Cons: One shortcoming of online learning is a lack of interaction with other students. Often it can be helpful to talk over concepts with another person and in a situation where you are learning online, you may not be around a lot of people who have learned or are learning the same things you are. Online learning can also be difficult for instructors as they cannot interact directly with students to solve problems or answer questions.

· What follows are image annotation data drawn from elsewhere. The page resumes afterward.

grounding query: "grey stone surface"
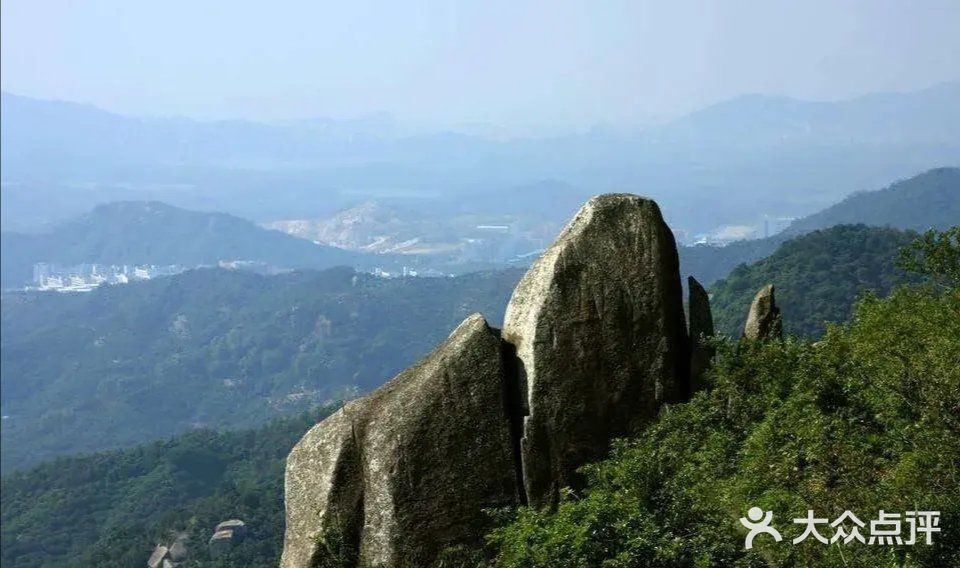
[743,284,783,341]
[687,276,716,392]
[281,314,519,568]
[503,194,689,506]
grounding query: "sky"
[0,0,960,134]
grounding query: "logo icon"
[740,507,783,550]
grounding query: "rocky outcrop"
[281,314,519,568]
[687,276,716,392]
[207,519,247,558]
[743,284,783,341]
[503,194,688,506]
[281,194,699,568]
[147,533,189,568]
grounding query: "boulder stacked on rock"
[281,314,519,567]
[687,276,716,392]
[503,194,687,506]
[743,284,783,341]
[281,194,690,568]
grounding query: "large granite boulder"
[687,276,716,392]
[281,314,520,568]
[503,194,689,507]
[743,284,783,341]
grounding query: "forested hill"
[0,409,328,568]
[710,225,916,337]
[0,201,383,288]
[0,268,520,470]
[784,168,960,236]
[679,168,960,284]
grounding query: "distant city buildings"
[27,260,286,292]
[29,262,187,292]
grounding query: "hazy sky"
[0,0,960,131]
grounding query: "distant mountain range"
[679,168,960,284]
[0,201,376,288]
[710,225,917,337]
[0,168,960,289]
[0,83,960,232]
[0,268,521,470]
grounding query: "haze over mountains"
[0,168,960,289]
[0,83,960,232]
[0,168,960,468]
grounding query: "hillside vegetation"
[710,225,917,337]
[0,269,520,471]
[0,409,328,568]
[484,229,960,568]
[679,168,960,285]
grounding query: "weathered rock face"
[281,194,692,568]
[281,314,519,568]
[687,276,716,392]
[743,284,783,341]
[503,194,689,506]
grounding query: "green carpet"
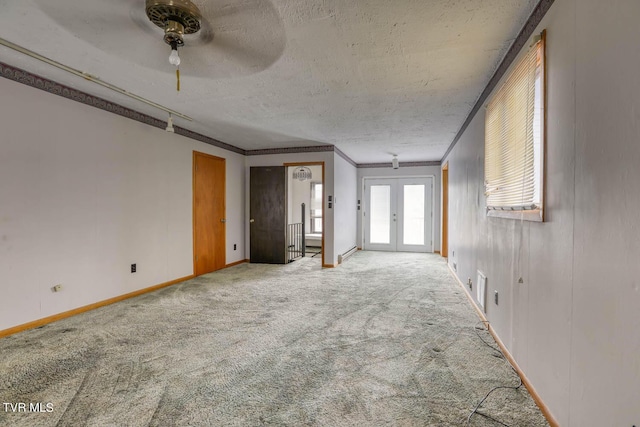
[0,252,547,427]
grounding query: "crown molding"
[358,160,441,169]
[0,62,246,155]
[440,0,555,162]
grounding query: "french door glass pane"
[369,185,391,244]
[402,184,425,245]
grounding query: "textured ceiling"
[0,0,537,163]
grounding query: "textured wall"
[445,0,640,426]
[0,79,244,330]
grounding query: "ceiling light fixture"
[145,0,202,91]
[164,114,175,133]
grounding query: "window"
[484,33,545,221]
[309,182,322,233]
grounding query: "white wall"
[245,151,338,264]
[356,166,442,251]
[333,154,358,263]
[446,0,640,426]
[0,79,245,330]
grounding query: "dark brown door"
[249,166,287,264]
[193,151,226,276]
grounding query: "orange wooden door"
[193,151,226,276]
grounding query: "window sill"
[487,209,544,222]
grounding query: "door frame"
[440,162,449,258]
[191,150,227,275]
[360,174,436,253]
[282,161,324,267]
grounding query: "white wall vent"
[476,270,487,313]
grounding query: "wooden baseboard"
[0,274,194,338]
[224,259,249,268]
[447,264,560,427]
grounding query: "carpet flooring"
[0,252,548,426]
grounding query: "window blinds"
[485,41,543,210]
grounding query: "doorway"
[193,151,226,276]
[363,177,433,252]
[249,166,287,264]
[284,162,326,265]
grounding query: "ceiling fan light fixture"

More Specific Ways to Learn:
Visual Learning

Visual Learning can be helpful to those who do better to draw out ideas for themselves or prefer to see things laid out instead of just talked about. Visual learning can range from drawing pictures of concepts to creating flow charts to just putting things up on a wall to look at them in a new way. This type of learning can be very helpful as it can draw clear connections between concepts, which may be hard to grasp at first. By seeing what you are doing you can introduce yourself to topics in a different setting. Visual learning can be done on your own or with a group, so it can be done both in a classroom and if you take classes online.

Auditory Learning

Auditory learning is when you listen or speak about concepts. Auditory learning can range from listening to a lecture instead of writing down notes to saying things out loud as you learn them. If you participate in in-class learning, when you are in a lecture, try just listening to a lecture rather than taking notes because writing may draw your focus away from taking in what the teacher is saying. With in class learning, you can also discuss topics that you might find challenging with other students to try and feel more comfortable with them. With online learning, auditory learning is more limited. You can speak concepts out loud to try to become more familiar with them, but it can be difficult to discuss topics if you are not with classmates.

Kinesthetic Learning

Kinesthetic learning is linking material to hands-on experiences. It can involve demonstrating how to do something rather than just writing it down or saying it. Often this type of learning can be helpful with math or science. For people who prefer kinesthetic learning can try learning new topics while doing something active such as walking while reading a textbook. This form of kinesthetic learning can be done more easily with online learning because you would not be disrupting a class if you were to walk and read at the same time. However, with in-class learning, you may have a teacher who can incorporate kinesthetic learning into a lesson to create a clear connection between a topic you are learning and a real life action or example.  

Every person must find the way of learning that works best for them. In some cases it may be more than one way depending on a specific course or teacher. In class learning is typically more helpful for the type of person who likes working in groups and using auditory learning. Online learning is best for visual learners and less so for auditory learners. However, we do not always get to pick which way of learning we participate in, so work to find the best way to capitalize on the way you are learning!